Why Sales throws Marketing under the bus (and how you can avoid the fatalities!)
1 to ignore the request from sales for more light.
1 to develop a creative brief on why light is important.
7 to shoot the YouTube video on how to screw in a light bulb.
1 to evaluate the amount of light offered by competitors and draft a competitive analysis.
2 to create the product slick.
1 to determine competitive pricing for the service and then set the cost well above that.
1 to buy 150-watt bulb for a 60-watt lamp.
1 to put the right spin on the process.
The above scenario, while humorous, is a sad indictment of the misalignment and disconnect that often exists between Sales and Marketing departments – a disconnect that, according to a recent webinar hosted by market intelligence firm IDC, can cost a company in excess of 10 percent of its annual revenues. While some organizations have been attempting, for many years, to equip their sales force with the right information, at the right time, in the right format, to help drive the sales process forward, many companies still struggle to get their Sales and Marketing teams aligned around the right processes and technologies.

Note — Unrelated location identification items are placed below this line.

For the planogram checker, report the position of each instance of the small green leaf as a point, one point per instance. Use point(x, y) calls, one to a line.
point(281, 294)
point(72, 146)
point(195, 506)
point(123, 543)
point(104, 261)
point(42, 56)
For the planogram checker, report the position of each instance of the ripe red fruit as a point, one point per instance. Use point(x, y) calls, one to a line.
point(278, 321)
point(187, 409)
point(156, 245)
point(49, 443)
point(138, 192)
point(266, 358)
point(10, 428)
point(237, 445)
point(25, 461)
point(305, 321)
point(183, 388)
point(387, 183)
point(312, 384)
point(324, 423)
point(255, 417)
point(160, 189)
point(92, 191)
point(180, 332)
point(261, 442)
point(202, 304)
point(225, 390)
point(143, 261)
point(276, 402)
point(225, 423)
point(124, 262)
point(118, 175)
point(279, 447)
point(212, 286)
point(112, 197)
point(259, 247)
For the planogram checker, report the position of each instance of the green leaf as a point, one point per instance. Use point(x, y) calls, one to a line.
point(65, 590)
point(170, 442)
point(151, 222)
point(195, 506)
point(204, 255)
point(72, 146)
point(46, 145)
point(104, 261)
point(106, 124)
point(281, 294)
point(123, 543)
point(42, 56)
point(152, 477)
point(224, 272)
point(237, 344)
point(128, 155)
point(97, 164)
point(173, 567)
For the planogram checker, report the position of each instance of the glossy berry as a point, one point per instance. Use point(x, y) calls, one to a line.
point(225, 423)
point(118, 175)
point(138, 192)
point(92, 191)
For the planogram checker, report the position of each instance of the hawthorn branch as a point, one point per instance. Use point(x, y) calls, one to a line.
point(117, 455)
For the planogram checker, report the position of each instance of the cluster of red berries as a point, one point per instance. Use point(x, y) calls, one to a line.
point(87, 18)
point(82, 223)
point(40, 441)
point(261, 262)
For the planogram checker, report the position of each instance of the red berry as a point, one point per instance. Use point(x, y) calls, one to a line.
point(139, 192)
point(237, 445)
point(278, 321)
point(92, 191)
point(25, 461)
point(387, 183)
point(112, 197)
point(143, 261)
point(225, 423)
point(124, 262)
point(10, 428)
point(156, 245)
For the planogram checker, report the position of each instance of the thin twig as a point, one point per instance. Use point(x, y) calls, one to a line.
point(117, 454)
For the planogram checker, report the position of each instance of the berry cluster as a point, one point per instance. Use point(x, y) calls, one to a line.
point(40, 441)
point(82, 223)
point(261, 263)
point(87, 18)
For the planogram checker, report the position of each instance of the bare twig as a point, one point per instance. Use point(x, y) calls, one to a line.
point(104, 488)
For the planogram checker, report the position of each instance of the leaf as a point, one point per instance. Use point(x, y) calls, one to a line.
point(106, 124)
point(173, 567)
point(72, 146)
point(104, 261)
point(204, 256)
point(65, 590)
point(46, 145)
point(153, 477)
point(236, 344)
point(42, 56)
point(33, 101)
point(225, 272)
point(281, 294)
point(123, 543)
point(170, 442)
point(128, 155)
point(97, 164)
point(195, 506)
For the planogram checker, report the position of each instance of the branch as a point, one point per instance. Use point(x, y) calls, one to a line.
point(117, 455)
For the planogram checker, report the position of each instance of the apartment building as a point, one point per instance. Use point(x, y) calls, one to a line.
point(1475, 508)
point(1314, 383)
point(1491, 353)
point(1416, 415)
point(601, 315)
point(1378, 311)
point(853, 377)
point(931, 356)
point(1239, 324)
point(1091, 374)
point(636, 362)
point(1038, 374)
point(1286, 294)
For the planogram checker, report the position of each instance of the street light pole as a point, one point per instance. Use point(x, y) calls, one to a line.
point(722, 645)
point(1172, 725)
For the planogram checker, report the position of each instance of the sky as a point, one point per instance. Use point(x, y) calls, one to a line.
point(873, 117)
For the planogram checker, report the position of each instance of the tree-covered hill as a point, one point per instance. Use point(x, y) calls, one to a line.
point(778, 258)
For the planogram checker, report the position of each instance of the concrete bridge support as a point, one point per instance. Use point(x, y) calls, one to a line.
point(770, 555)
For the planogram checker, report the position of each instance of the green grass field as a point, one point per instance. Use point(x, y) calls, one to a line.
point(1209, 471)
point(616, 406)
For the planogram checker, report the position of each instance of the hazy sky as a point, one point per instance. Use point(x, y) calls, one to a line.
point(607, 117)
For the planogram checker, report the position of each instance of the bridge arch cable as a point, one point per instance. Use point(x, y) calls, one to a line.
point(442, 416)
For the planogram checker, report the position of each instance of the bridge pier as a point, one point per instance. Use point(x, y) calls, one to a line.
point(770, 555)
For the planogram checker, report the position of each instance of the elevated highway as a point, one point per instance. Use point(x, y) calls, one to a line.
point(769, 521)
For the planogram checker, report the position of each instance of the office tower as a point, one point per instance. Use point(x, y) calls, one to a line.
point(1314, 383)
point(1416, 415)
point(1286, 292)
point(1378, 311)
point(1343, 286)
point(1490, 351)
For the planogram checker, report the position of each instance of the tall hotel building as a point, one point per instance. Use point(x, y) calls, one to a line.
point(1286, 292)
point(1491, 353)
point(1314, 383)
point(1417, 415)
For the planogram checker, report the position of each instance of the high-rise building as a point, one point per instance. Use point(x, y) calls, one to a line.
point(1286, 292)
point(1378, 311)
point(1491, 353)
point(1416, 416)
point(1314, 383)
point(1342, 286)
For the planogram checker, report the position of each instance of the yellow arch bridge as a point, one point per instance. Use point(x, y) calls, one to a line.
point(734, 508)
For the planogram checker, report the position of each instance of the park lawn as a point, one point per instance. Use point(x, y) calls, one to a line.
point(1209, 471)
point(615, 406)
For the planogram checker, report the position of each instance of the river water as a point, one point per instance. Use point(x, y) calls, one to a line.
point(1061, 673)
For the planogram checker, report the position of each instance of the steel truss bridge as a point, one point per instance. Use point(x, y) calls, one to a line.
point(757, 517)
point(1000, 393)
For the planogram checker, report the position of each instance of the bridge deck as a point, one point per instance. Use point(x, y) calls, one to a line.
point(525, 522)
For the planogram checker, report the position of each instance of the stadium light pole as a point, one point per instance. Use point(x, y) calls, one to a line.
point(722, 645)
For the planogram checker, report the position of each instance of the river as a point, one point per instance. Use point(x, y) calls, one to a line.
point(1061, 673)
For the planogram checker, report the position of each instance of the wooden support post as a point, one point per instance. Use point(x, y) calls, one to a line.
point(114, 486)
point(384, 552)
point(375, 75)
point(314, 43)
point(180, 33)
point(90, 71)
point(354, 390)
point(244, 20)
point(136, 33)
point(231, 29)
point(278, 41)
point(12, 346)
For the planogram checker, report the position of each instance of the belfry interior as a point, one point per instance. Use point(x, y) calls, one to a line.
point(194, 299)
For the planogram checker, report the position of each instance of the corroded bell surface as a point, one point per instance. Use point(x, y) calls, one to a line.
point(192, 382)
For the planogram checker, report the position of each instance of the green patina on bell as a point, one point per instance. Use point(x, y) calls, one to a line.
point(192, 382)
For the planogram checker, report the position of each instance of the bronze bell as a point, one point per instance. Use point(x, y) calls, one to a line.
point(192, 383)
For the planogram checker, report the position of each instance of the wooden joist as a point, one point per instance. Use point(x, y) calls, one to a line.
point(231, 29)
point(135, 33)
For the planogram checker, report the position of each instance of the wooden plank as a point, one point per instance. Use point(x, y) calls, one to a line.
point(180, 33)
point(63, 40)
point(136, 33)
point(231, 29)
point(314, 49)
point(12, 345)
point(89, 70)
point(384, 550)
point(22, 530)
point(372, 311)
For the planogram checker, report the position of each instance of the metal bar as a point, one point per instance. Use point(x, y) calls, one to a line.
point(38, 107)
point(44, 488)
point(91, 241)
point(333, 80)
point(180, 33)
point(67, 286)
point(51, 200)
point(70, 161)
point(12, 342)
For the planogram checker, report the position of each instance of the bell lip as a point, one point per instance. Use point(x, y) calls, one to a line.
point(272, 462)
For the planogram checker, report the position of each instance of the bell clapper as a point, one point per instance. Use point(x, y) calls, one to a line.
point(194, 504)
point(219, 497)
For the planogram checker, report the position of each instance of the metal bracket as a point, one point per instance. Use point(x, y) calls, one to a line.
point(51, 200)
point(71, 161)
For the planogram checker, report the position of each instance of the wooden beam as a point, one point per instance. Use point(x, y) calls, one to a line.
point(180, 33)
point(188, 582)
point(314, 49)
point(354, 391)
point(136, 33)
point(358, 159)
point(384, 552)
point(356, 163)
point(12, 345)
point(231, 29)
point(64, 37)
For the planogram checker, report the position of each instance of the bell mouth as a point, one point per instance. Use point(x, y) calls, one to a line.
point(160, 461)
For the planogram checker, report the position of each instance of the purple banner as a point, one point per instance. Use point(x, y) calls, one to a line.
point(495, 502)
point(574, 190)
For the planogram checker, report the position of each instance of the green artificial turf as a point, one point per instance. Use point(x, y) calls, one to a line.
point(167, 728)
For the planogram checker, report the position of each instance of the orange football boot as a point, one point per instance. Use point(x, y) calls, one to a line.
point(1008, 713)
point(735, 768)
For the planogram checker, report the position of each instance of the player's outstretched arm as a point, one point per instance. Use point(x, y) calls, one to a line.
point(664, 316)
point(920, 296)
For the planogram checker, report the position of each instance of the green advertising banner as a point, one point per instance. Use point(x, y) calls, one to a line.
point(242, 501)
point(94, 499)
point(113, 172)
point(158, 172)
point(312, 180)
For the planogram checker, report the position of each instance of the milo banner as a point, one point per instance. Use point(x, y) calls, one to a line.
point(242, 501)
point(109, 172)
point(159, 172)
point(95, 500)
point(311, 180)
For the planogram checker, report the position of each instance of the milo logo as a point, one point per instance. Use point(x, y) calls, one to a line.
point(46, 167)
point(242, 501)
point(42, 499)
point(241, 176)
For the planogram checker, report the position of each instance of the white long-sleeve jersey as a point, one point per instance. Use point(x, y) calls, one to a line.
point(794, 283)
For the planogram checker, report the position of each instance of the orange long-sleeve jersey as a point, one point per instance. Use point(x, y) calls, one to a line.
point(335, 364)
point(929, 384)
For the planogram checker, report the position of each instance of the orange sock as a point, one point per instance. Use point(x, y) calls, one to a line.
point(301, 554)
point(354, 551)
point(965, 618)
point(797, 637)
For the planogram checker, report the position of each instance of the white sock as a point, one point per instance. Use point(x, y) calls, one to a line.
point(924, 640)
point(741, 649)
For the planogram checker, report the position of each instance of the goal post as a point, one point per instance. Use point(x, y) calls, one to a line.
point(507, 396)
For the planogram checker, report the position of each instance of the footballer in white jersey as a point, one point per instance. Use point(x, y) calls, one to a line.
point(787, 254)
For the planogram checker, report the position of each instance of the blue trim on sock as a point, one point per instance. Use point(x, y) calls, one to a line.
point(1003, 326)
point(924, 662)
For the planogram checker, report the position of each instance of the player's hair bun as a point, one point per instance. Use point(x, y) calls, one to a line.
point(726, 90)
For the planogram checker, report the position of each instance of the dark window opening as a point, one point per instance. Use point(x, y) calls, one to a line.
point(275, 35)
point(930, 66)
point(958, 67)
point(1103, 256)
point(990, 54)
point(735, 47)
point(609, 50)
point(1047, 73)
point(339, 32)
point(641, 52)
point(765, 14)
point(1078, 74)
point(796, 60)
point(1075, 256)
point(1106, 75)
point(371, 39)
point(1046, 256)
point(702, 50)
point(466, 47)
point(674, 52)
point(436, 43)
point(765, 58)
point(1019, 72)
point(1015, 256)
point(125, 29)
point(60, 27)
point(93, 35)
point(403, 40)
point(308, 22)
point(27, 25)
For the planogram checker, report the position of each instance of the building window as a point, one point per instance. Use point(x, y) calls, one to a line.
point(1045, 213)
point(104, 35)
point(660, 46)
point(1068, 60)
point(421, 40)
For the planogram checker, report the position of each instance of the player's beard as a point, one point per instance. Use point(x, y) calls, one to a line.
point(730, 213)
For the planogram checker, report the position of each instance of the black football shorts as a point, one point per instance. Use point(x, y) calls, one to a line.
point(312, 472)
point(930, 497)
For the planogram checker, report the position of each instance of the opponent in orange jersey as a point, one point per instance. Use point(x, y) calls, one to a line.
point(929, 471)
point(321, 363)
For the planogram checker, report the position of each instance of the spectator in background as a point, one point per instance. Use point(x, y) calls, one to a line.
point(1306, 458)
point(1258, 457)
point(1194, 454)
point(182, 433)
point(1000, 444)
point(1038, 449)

One of the major reasons for the misalignment between Sales and Marketing is that the two departments simply have different agendas. Because of the lack of communication, understanding and alignment, Sales believes that the content and collateral created by Marketing isn’t as effective as it should be. At the same time, most marketers don’t have an effective way to track and receive feedback on what collateral was actually used to win and close business, or to know what was working and what wasn’t.
Since Marketing rarely makes face-to-face sales calls to actually see how the customer-facing content that has been developed for them is working, it is almost impossible for Marketing to react accordingly and know when it isn’t. My previous Blog “Are office politics, silos and turf wars killing your sales?” is a perfect example of the problem that exists between Sales and Marketing. The politics, silos and turf wars between these two groups is often one of the main reasons why neither Sales nor Marketing are as effective as they could and should be. So, it’s all too easy for Sales to throw Marketing under the bus and complain that Marketing is “out of touch”, with the “real world” of Sales.
When Marketing responds to a request from Sales to create a particular piece of content or collateral, it’s not uncommon that it goes unused once it has been created. Marketing responds to the Sales request only to get thrown under the bus, by Sales, because it didn’t meet their needs. So, whose fault was that? I mean, did Sales not provide the right information or detail of exactly what it was they needed? Or did Marketing not listen clearly enough and ask for clarification regarding what Sales wanted and needed? So they wind up finger pointing and blaming each other for the outcome. All too often we find salespeople spending way too much time rewriting marketing collateral that takes them away from the time they should be using to sell. This results in less selling time in the field with collateral that is often less effective than the original marketing piece they attempted to rewrite.
The best way to avoid these fatalities is to clearly have a formal process in place that allows each group to collaborate and work together for the common goal of the whole organization and customer. Information and feedback need to flow in both directions so Sales and Marketing are in sync and are supporting each other. If the two groups can develop this type of relationship where they both recognize that each desperately needs the other, then and only then, will they have each other’s backs and eliminate anyone from being thrown under the bus.